Today’s Reading: Genesis 5-6.
For quite some time the phrase “totally depraved” gave me shudders, and I kept saying “that can’t be right”. Well, I realized later that the concept was right, but the wording was wrong. Calvinists define totally depravity as the inability of a person to do good at all without God. That part is accurate, because we “in him we live and move and have our being” (Acts 17:28, ESV), therefore if we cannot even breathe without God, then how could we possibly do anything else? Now, the further definition of Calvinism goes on to say that man is so deprived he cannot ever be accepted by God, therefore God must give man salvation without man choosing it. A clear rejection of Biblical free will. There is some mystery here, no doubt, but man does have free will, and it works hand-in-hand with God’s sovereign will.
Therefore, to say that man is totally depraved is incorrect. Man is not totally, but partially corrupted (the meaning of “depraved”).
For example if I have a shirt that I just finished washing, and then someone comes and spills grape juice on it, that shirt will be stained, dirty, corrupted, and in this sense depraved. Whenever I say “depraved” in our modern culture, people think of a pervert, a sexual degenerate. That is very narrow. When Calvin and Augustine used the phrase they referred to man’s corruption, in every part of him. As with my example, is the shirt totally dirty (corrupted)? Of course not, but it is partially corrupted.
The LORD saw that the wickedness of man was great in the earth, and that every intention of the thoughts of his heart was only evil continually. (Genesis 6:5)

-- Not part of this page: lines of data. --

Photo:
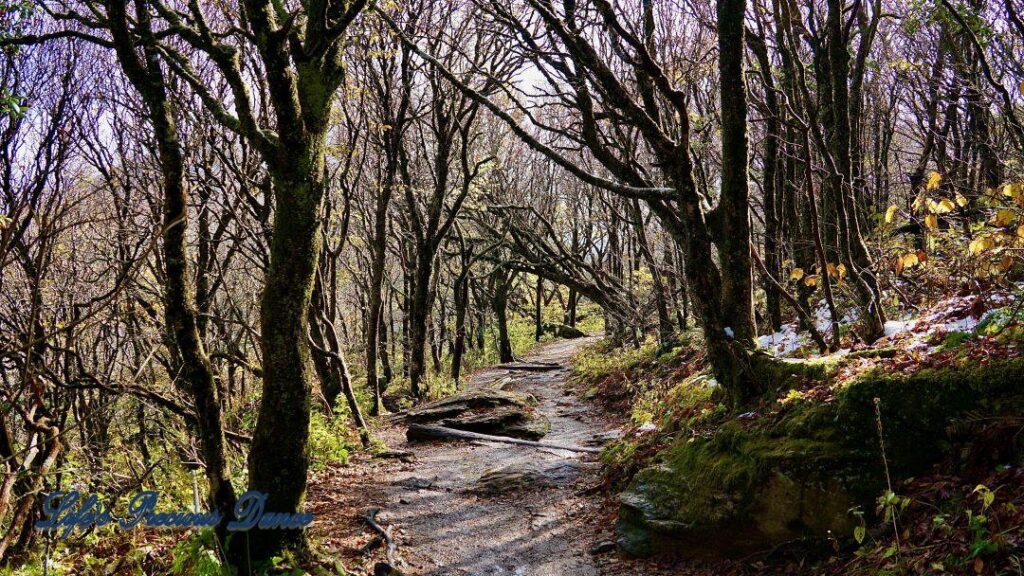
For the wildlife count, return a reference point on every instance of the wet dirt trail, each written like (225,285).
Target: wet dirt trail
(444,527)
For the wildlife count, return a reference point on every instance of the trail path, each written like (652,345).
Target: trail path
(444,528)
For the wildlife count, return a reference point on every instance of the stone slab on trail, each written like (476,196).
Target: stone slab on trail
(500,508)
(485,409)
(525,475)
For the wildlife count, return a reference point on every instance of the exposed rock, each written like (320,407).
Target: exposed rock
(487,411)
(526,474)
(465,401)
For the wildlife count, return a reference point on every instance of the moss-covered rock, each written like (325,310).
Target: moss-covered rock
(798,474)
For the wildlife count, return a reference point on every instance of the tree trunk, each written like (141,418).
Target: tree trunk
(733,245)
(503,283)
(419,316)
(197,373)
(459,345)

How can one understand the terrible gravity of such a verse? Augustine explained that man, made up of soul, mind, and spirit, was corrupted at all three levels. Each one of them had been “dirtied”, if you will, by the effects of sin. Yet man could still, even being a corrupt sinner, do good. All people can still enjoy beauty, laugh in joy, appreciate goodness, etc. Why?

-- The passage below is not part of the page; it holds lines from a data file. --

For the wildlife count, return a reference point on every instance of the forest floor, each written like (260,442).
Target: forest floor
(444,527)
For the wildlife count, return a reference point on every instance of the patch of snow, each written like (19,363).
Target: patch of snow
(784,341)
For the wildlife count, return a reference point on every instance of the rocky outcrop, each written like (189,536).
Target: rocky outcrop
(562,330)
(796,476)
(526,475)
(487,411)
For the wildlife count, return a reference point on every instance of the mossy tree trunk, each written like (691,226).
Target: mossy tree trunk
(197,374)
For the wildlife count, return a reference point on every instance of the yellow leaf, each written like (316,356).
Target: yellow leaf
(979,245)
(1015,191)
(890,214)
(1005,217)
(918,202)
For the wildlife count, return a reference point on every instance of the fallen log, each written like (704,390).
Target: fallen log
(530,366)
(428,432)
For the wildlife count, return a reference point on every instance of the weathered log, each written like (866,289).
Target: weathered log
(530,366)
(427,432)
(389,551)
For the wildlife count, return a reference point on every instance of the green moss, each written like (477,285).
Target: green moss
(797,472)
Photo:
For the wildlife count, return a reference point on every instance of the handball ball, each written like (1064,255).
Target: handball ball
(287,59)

We were made with, and continue to carry, the imago Dei, the image of God. Yes, we have corrupted His image, and are in the process of destroying the world, but even so some good remains in us. It is as the reflection of an image on a broken mirror, the sun rays bouncing off of a moving lake. We are still bearers of His image, far superior to any other created thing, and the thing that separates us form all other parts of the created world is the fact that we think, experiment, meditate, and believe.

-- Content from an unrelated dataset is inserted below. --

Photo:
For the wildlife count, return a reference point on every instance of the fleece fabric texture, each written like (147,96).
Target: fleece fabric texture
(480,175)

To be saved we need to call out for His help in our free will, yet inability to save ourselves, and He must reach down and actually save us from the punishment due our total depravity. For Noah’s time the penalty was a flood, yet that does not even begin to account for the other penalty of sin: eternal and terrible separation from God, the loss of all good in us, the loss of His image. This is hell.